The Story
Why it exists.
The beginning
The Pussy Deluxe catalogue had established itself as a house unafraid of a provocation. Showcat arrived that June as the third expression. The name said it all. Where the original leaned into plush sweetness, Showcat was designed to reveal something. A peacock tail unfurling. A cat that wanted to be seen. The brief asked for the same irreverent spirit in a lighter register: easier to wear, easier to love, easier to make your own. Bergamot and green apple opened the conversation with tart precision, their citrus brightness cutting through the air like a flash of sunlight through curtains. The floral heart added softness without surrendering character, delicate petals that arrive without overwhelming.

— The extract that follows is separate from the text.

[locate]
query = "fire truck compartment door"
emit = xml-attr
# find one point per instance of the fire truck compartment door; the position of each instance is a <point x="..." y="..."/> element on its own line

What makes Showcat interesting isn't novelty, it's restraint. The same house that built Velvet Kitten's shadowed depths created something here that breathes. The pink pepper in the opening is the tell: it's not just adding spice, it's creating tension against the apple's natural sweetness. That tart-spice friction could have gone anywhere. It goes floral. The rose-freesia-peony trio in the heart is a classic feminine construction, but Showcat doesn't use it as a crutch. The peony adds a creaminess that keeps the freesia from reading too clean, and the Bulgarian rose, even at a modest concentration, grounds the whole thing in something recognizably romantic.
The evolution
The opening is quick and bright. Green apple arrives first, tart and immediate, followed within seconds by the pink pepper's soft heat. There's no subtlety here, Showcat announces itself in the first 30 seconds with a fruity-spicy burst that sets expectations high. The bergamot adds citrus clarity but doesn't linger. The florals take over next, the rose and peony arriving together, softening the apple's sharpness into something creamier. The freesia keeps it from becoming too heavy, a clean, slightly soapy note that balances the sweetness. This is the fragrance's most public face: bright, floral, and approachable. The base is where it gets interesting. Cedar and musk arrive together, wrapping the florals in something warmer and more intimate. The amber adds a subtle glow, but the real story is the cedar, it keeps the drydown from becoming cloying.
Cultural impact
Showcat arrived in 2010 as part of a brand that had already proven it could make people smile before they even sprayed. Showcat extended that brand invitation further, using lighter florals and fruity notes to reach an audience that wanted a fragrance to enjoy, not decode. It's not a cultural landmark. It's not a statement fragrance. But in a market crowded with scents trying to say something profound, Showcat says something simpler: this is supposed to be fun.